So far, a trans woman or gender non-conforming person of color has been murdered in the United States every week of 2015. This week, the horrifying trend continued when 21-year-old Black trans woman Penny Proud of New Orleans was shot multiple times early in the morning of February 10. She joins fellow trans women of color Yazmin Vash Payne, Ty Underwood, Lamia Beard and Taja DeJesus and gender non-conforming person of color Lamar Edwards, all of whom were under the age of 35.
Trans people of color are not taking this sitting down. At the recent Creating Change conference in Denver, queer and trans people of color stormed the stage demanding to be heard, demanding that their lives be given respect and demanding that actual changes begin to take place. They chanted “Trans Lives Matter” and “Jessie! Presente!” before denouncing the conference for inviting Denver Mayor Michael Hancock to speak. (Police in Denver recently murdered 17-year-old queer Latina Jessie Hernandez.)
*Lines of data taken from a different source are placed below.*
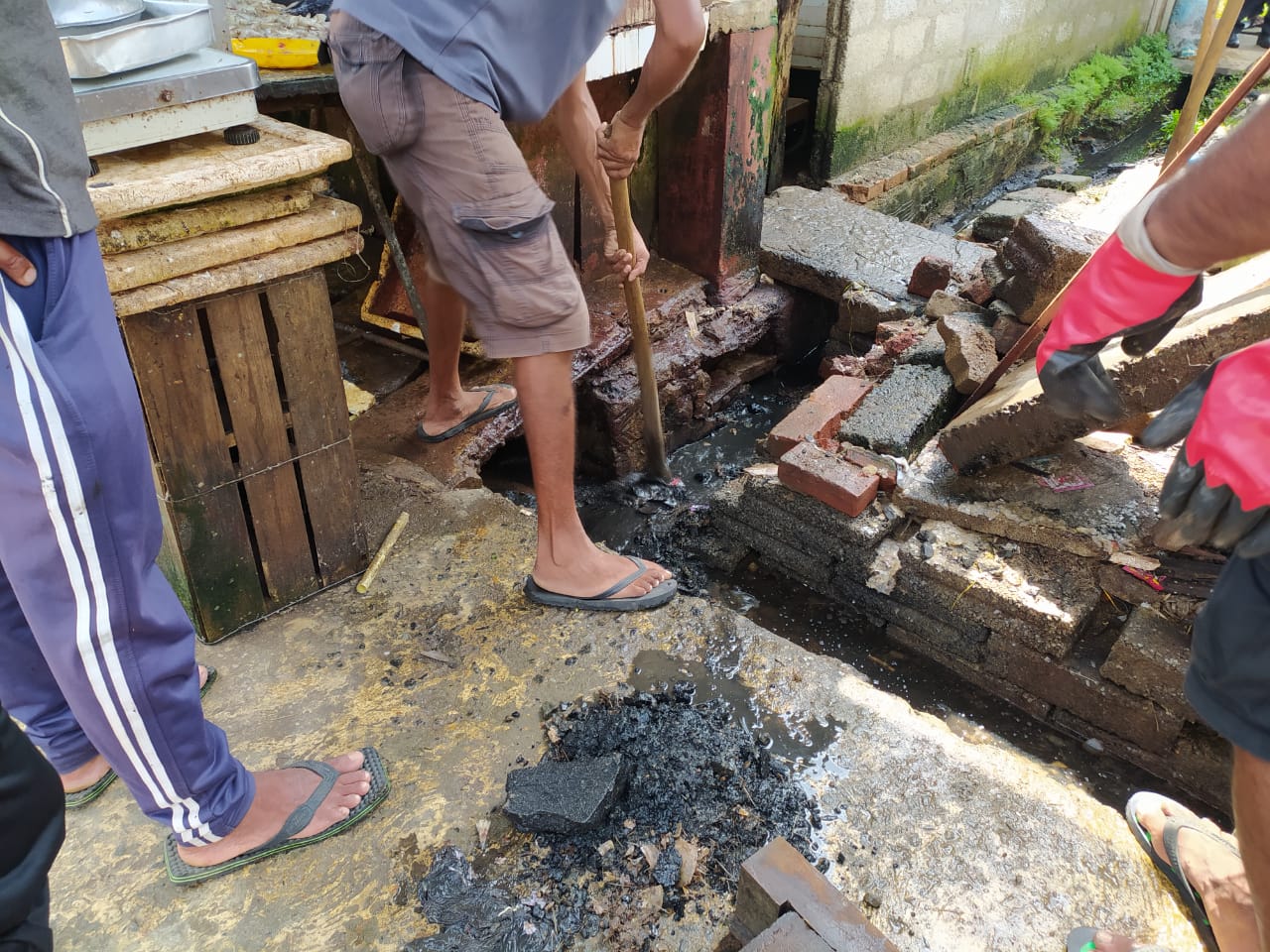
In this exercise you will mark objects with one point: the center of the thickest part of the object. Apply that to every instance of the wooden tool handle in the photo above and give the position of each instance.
(654, 442)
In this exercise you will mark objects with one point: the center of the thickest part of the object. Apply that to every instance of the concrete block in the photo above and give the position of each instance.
(1040, 598)
(1150, 657)
(778, 879)
(564, 796)
(1066, 182)
(1076, 687)
(970, 352)
(1015, 421)
(1111, 511)
(824, 243)
(1043, 255)
(818, 416)
(826, 477)
(903, 412)
(931, 275)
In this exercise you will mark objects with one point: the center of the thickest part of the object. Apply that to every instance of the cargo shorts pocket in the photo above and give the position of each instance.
(513, 245)
(372, 72)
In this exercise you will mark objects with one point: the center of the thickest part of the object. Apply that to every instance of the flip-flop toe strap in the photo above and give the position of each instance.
(304, 814)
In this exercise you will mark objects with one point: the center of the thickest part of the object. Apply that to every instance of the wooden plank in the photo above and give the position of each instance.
(788, 934)
(778, 879)
(240, 275)
(209, 542)
(162, 263)
(318, 421)
(190, 221)
(250, 389)
(197, 168)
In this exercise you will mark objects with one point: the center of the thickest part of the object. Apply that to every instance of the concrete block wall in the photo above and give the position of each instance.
(896, 71)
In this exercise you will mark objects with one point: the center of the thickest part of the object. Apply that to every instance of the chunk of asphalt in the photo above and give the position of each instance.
(564, 796)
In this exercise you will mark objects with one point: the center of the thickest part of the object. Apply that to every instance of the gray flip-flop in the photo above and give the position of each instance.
(604, 601)
(186, 875)
(82, 797)
(481, 413)
(1082, 941)
(1173, 870)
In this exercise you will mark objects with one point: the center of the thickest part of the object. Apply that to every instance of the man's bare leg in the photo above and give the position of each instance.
(1251, 794)
(447, 403)
(277, 794)
(1215, 875)
(568, 561)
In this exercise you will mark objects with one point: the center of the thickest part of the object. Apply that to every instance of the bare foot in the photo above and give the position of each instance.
(587, 570)
(277, 794)
(448, 412)
(1215, 874)
(89, 774)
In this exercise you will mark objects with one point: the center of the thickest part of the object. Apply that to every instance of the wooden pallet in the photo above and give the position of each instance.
(253, 456)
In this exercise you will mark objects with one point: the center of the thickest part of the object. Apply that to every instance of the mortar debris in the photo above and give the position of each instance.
(703, 794)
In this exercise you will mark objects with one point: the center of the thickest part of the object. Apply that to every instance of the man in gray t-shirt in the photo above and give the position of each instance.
(429, 86)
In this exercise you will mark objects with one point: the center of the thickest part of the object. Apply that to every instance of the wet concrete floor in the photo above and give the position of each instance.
(961, 846)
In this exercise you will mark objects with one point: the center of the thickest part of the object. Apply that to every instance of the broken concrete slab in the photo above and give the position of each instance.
(564, 796)
(1150, 657)
(1080, 500)
(1015, 421)
(825, 243)
(1042, 255)
(828, 479)
(969, 350)
(1040, 598)
(903, 412)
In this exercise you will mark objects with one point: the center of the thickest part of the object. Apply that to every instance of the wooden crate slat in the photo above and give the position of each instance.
(223, 583)
(175, 379)
(318, 420)
(250, 388)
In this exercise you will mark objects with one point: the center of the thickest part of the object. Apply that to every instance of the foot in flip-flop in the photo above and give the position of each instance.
(1202, 864)
(289, 812)
(1088, 939)
(90, 780)
(659, 590)
(498, 398)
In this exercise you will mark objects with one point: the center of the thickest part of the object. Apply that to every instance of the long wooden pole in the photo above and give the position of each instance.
(1255, 73)
(654, 440)
(1207, 58)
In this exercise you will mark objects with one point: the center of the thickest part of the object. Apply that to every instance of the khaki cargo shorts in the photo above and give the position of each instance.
(488, 225)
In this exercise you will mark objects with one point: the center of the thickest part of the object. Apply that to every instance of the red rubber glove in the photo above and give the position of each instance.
(1218, 489)
(1116, 295)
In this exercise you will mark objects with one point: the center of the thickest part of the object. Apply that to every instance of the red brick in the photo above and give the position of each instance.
(820, 416)
(828, 479)
(931, 275)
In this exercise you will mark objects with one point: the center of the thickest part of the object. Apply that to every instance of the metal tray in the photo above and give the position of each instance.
(168, 30)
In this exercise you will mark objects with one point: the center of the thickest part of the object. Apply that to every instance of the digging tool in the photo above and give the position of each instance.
(654, 440)
(1255, 73)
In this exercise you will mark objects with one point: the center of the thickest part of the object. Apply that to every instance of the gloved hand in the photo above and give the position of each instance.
(1218, 489)
(1121, 293)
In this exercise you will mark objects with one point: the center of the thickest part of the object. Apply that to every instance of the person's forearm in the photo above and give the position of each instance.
(680, 32)
(1218, 208)
(576, 119)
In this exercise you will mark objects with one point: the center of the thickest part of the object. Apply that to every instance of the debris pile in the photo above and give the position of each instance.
(676, 797)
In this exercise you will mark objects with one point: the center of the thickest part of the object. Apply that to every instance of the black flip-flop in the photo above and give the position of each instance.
(604, 601)
(186, 875)
(481, 413)
(82, 797)
(1173, 870)
(1082, 941)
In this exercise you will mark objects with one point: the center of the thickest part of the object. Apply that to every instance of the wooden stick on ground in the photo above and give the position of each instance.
(377, 562)
(1255, 73)
(1207, 58)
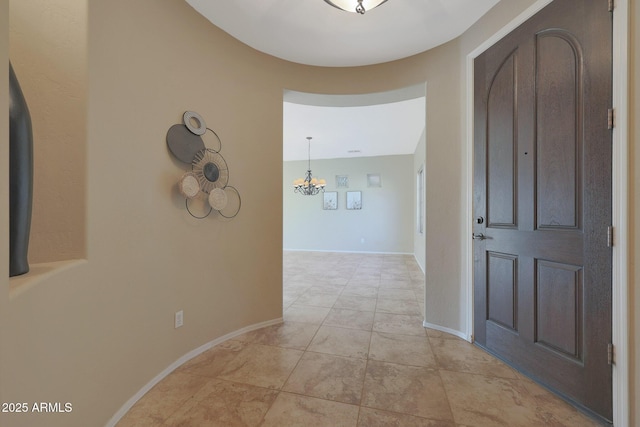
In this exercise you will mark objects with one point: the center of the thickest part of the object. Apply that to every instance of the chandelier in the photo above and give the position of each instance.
(359, 6)
(309, 186)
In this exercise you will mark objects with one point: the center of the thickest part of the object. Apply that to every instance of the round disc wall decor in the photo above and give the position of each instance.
(183, 144)
(209, 171)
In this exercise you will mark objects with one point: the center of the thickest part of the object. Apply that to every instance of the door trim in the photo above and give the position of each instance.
(620, 203)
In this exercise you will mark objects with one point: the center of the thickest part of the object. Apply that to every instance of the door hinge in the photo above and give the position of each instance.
(610, 354)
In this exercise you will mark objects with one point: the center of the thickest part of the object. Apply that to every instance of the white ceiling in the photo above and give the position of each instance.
(313, 32)
(343, 126)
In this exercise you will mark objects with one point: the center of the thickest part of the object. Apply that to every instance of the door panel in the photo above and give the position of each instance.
(542, 180)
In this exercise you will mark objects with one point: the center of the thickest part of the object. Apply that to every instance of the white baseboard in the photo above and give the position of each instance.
(447, 330)
(190, 355)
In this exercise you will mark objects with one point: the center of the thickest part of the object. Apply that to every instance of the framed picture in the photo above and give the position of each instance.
(354, 200)
(374, 180)
(330, 201)
(342, 181)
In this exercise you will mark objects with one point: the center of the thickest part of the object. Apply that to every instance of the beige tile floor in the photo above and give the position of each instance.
(352, 351)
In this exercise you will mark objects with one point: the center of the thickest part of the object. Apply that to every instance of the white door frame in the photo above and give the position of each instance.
(620, 202)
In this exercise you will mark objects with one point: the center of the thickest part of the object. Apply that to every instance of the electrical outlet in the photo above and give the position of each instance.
(179, 319)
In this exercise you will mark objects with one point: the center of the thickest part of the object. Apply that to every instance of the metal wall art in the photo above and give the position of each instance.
(209, 174)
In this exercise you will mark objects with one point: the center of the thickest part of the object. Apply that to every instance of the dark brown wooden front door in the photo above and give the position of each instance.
(542, 200)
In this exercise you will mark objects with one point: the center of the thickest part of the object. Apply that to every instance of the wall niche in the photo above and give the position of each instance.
(48, 51)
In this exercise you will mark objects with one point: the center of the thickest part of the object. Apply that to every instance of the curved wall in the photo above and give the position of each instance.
(97, 332)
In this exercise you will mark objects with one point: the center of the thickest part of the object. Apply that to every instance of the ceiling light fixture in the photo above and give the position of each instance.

Before any large news outlets reported on Proud’s murder, the New Orleans LGBT youth of color group BreakOUT! put out a press release. They called out news channels and websites for contributing to the violence against trans women by misgendering the victims after they die.
These deaths had little to no mainstream media attention. The silence and lack of action from media on behalf of the Black transgender community sends a strong message that Black Trans Lives, in fact, do not matter. When these deaths were covered, they were often not given the respect they so deserve. Transgender women are often misgendered in news reports and their stories are often riddled with patronization and condescending opinions from reporters.
Not only does the media often underreport these murders or misgender the victims, but the police often fail to make an arrest or get a solid conviction. In the case of Underwood, police have arrested a suspect, Carlton Champion, Jr., who was dating Underwood. Despite the fact that Champion was “expecting sexual favors from Underwood that morning and found out she was transgender,” police are refusing to call this a hate crime, arguing that hate crimes cannot be perpetrated against a victim who is in a relationship with her attacker.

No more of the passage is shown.